Steinway & Sons, a name which has become as legendary as the pianists whose fingers have danced over its keyboards, produces the most amazing pianos in the world. And has been doing so for more than 160 years.
The company was founded in New York in 1853 by the German pianist Henry E. Steinway and its patents, in excess of 125, have made it the founder of modern pianos: a result which has enabled it to monopolise the industry. It has been estimated that, in the 2014/2015 season, some 96.5% of classical pianists performed on its pianos.
The construction of each instrument, consisting of more than 12,000 components, requires about a year’s work.

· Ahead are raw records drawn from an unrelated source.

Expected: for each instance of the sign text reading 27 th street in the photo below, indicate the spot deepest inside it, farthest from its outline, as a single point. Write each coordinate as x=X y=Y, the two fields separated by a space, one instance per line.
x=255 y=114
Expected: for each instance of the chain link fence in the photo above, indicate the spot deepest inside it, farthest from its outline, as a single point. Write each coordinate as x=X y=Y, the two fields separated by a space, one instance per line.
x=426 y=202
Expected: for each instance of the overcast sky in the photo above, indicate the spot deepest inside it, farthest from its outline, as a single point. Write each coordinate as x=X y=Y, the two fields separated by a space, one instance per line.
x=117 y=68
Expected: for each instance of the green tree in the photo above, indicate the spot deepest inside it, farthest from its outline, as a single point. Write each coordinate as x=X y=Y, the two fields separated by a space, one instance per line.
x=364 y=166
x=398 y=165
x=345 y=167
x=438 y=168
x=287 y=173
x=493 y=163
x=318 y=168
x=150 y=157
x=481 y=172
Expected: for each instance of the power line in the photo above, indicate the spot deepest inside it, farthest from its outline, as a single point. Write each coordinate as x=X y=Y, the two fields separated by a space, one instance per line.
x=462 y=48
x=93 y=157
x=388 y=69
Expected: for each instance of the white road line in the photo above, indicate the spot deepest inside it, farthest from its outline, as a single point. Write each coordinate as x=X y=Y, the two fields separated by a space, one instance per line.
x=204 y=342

But Steinway pianos do not excel solely from a technical and acoustic point of view: they also do so aesthetically, and proof of this are the woody essences of great rarity with which a Steinway can be ordered, or the special editions made with Karl Kagerfeld, Dakota Jackson and Lalique, not to mention the recent masterpiece of craftsmanship designed by Frank Pollaro, the Fibonacci; an amazing piano made of Macassar ebony whose design and construction required more than 6,000 hours of work, and whose value is estimated at $2.4 million.
To admire a Steinway you need do no more than wonder at its elegant and sensual shape, but its real seduction arises from the partnership with its artists because, as Steinway likes to say, without them its pianos would remain silent and soulless.